India's central bank, which last month vowed to do "whatever it takes" to fight inflation, is expected to refocus efforts toward its own version of a "soft landing" where it tackles price gains while trying to ensure growth remains among the world's fastest.
Economists see Reserve Bank of India Governor Shaktikanta Das and his monetary policy panel colleagues to begin dialing down the pace of interest-rate hikes this month after data showed a weaker-than-expected recovery last quarter.
Gross domestic product expansion of 13.5% in the April-June period was below the RBI's 16.2% estimate, a red flag for policy makers who have been consistent in their messaging about the need to preserve growth.
"I see a soft landing as a trajectory of policy rates that minimises the growth sacrifice," said Jayanth Rama Varma, a member of the RBI's rate-setting panel.
Varma, a monetary policy hawk, had voted in favor of a half-point hike at the August meeting when Das pledged to return inflation to its target of 2% to 6% from around 7%.

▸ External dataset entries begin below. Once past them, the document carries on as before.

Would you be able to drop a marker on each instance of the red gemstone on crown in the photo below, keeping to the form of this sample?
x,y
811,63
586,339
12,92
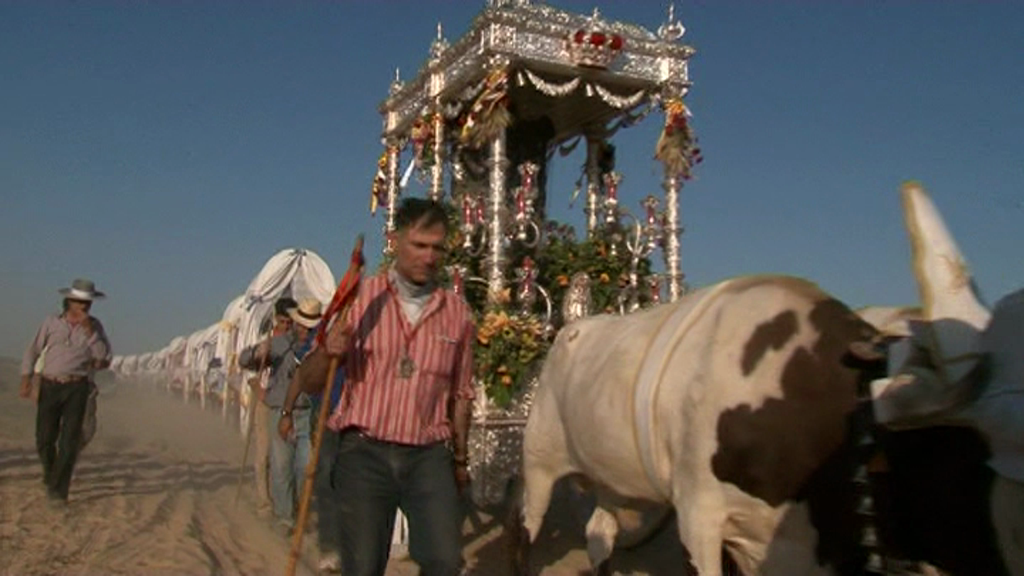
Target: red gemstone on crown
x,y
593,48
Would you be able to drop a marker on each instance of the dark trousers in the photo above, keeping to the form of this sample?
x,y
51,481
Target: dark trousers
x,y
327,509
372,480
58,432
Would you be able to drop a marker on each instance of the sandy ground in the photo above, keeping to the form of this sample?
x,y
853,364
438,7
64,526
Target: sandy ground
x,y
155,493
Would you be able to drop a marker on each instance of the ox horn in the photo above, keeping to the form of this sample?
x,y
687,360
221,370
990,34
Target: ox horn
x,y
953,316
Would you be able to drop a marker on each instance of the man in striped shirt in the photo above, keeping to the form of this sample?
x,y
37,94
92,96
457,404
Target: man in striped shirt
x,y
403,417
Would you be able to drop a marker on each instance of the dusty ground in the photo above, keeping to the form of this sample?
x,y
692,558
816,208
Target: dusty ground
x,y
155,493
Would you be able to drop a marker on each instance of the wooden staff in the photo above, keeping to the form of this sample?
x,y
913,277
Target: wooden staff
x,y
249,427
342,300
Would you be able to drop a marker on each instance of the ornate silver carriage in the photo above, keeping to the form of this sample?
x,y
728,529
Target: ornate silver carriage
x,y
487,112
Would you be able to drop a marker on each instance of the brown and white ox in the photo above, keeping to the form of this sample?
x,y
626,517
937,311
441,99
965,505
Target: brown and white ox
x,y
737,407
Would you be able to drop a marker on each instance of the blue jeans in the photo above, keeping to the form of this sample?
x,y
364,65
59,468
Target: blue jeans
x,y
288,462
372,480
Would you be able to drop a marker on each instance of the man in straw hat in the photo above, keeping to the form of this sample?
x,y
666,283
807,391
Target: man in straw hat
x,y
261,413
407,344
288,455
76,345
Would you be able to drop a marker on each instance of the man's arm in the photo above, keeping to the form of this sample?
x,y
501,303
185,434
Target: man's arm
x,y
29,360
256,357
35,348
99,346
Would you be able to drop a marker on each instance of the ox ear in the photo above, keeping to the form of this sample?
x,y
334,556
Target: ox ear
x,y
866,355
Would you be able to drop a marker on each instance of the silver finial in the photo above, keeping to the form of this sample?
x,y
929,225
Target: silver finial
x,y
439,44
671,30
396,84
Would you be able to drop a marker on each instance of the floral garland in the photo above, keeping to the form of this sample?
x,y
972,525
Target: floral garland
x,y
508,352
488,115
378,192
511,345
677,146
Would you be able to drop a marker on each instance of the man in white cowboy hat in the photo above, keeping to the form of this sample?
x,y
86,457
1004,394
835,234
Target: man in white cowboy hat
x,y
288,455
76,345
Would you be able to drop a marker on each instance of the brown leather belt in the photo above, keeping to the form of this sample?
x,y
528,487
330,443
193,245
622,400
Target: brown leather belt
x,y
65,379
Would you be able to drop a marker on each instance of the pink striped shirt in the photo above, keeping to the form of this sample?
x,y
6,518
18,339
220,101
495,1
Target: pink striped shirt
x,y
378,400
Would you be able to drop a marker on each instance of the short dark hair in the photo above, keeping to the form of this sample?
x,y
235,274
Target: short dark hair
x,y
284,304
420,212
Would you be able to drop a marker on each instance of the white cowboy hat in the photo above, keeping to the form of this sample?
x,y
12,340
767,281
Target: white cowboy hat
x,y
308,314
82,289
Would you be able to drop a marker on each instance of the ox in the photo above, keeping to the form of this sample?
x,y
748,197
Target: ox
x,y
737,406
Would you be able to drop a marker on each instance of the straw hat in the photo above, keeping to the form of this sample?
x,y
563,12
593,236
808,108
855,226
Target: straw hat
x,y
82,289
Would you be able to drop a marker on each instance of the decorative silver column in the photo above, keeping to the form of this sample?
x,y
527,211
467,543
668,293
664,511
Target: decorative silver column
x,y
437,82
672,233
496,218
593,184
437,170
392,194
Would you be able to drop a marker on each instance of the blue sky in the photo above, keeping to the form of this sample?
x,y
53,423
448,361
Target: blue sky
x,y
168,149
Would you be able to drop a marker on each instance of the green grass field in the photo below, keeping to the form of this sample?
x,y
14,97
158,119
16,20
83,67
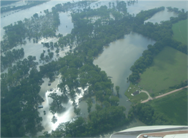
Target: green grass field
x,y
180,31
169,68
174,106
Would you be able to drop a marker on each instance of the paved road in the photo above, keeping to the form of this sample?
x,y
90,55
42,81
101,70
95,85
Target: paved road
x,y
150,98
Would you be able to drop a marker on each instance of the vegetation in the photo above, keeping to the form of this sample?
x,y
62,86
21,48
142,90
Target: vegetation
x,y
149,116
180,31
30,3
162,34
20,86
168,69
173,106
10,57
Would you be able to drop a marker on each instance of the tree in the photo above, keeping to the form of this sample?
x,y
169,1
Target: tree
x,y
117,90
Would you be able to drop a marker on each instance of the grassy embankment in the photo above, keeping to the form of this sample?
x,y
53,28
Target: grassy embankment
x,y
169,68
180,31
174,106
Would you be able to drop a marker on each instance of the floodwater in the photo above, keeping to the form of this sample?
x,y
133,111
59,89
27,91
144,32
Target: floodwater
x,y
116,59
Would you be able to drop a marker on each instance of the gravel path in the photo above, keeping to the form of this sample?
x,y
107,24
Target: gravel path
x,y
150,98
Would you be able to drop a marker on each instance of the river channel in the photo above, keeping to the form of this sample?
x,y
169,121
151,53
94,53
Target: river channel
x,y
116,59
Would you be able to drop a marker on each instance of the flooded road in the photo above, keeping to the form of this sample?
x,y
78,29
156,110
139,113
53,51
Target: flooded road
x,y
116,59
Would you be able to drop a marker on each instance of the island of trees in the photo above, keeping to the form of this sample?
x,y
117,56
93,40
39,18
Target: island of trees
x,y
19,87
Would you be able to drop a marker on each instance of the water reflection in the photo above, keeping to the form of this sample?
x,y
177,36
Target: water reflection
x,y
66,116
117,59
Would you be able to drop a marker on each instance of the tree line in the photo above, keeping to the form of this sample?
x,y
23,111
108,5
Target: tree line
x,y
19,87
9,57
162,34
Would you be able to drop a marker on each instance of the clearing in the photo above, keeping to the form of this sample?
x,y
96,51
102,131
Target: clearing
x,y
169,68
174,106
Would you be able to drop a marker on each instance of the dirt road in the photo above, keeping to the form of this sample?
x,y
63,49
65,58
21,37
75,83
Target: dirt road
x,y
150,98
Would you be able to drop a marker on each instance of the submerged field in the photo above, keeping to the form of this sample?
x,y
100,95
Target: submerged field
x,y
174,106
180,31
169,68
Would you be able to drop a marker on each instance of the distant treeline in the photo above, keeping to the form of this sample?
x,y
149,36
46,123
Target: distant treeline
x,y
149,116
5,2
162,34
31,3
19,87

Economists at Goldman Sachs Group Inc. have already lowered the growth forecast for India to 7% from 7.2%, while Citigroup Inc. cut it more sharply to 6.7%. The country, which last year was the world's fastest growing major economy, is poised to lose that spot to Saudi Arabia this year, according to International Monetary Fund projections in July.
Deutsche Bank AG sees the RBI, which delivered 140 basis points of hikes since May including two half-point increments, now slowing rate hikes to quarter-point adjustments from here on.
After a couple of more increases, India could be reaching the end of a rate-hike cycle, said Arup Raha, chief economist for Asia-Pacific with Oxford Economics.
"There are lots of uncertainties for policy makers to consider," he said. "If they're going to err, they're better off trying to promote growth as long as inflationary expectations remain anchored."
Beyond rates, the RBI has been stepping in to protect the rupee after it breached 80 to a dollar levels a few times, which in turn helps check imported inflation. Those interventions have made the Indian currency one of Asia's most resilient so far this year.
Elsewhere in the region, the Malaysian ringgit and the Philippine peso have declined to multi-year lows amid dollar strength on expectations the US Federal Reserve will press ahead with large hikes to tame inflation. That is likely to force monetary authorities, including Bangko Sentral ng Pilipinas, to closely watch the Fed's actions.
For India, the dynamics are significantly different.
"India doesn't need to keep pace with the US Fed," said Sonal Varma, an economist with Nomura Holdings Inc. "India did not overheat like the US and there is no wage-price spiral. No one should expect India to slip into recession, nor for the inflation-targeting central bank to sacrifice growth too much," she said.